Mastodawn

So, you think AI is ready to write all of your code for you? Ok, start by asking it “There is a car wash 100 meters away. I need to wash my car. Should I walk or drive?”

Show thread

Birgit Pauli-Haack Feb 17

@macmanx response, well argued. "You'll want to drive — the whole point is to get your car there so it can be washed! Even though 100 meters is a very short walk, your car can't wash itself at home. Drive it over, and enjoy the short trip."

Show thread

James Huff

Feb 17

@bph I’ve gotten Claude and Gemini to respond correctly, but GPT, Copilot, and even Gemma (Google’s local model) fail big time, suggesting that walking is the most efficient option.

Show thread

Birgit Pauli-Haack Feb 17

@macmanx Lumo disappoints, too. Quite elaborate for a wrong answer 🤦‍♀️

"At just 100 m, walking will almost always beat driving. Even if you could roll out the door and zip over in a few seconds, you still have to spend time getting into the car, starting it, navigating any curb or parking spot, and then getting back out again. All that adds up to more hassle than a quick stroll.

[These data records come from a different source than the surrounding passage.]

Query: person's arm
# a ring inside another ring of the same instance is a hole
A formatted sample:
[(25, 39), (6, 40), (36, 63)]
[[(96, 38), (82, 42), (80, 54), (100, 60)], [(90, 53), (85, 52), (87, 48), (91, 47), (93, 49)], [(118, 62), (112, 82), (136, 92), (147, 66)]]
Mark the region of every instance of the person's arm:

So, lace up your shoes (or just hop on foot) and head over—it's faster, simpler, and you’ll save a bit of fuel too."

Show thread

James Huff

Feb 17

@bph I feel like I could write a book titled “Lumo Disappoints” at this point. 😅

Show thread

Birgit Pauli-Haack Feb 17

@macmanx I am in the same boat. Got quite a few wrong answers lately. And it has a passive aggressive tone,.once you point out the wrongness. And Its context window is really short.

Show thread

James Huff

@bph Yeah, overall Claude 4.5 is doing well for a remote model, and Gemma 3 is doing well for a hosted model (it shows its work quite well, so hallucinations are easier to spot).

Show thread

Birgit Pauli-Haack Feb 23

@macmanx yeah, totally agree. I don't use Lumo unless I am on my phone... Claude Opus 4.5 or soon 4.6 are the work horses here, too.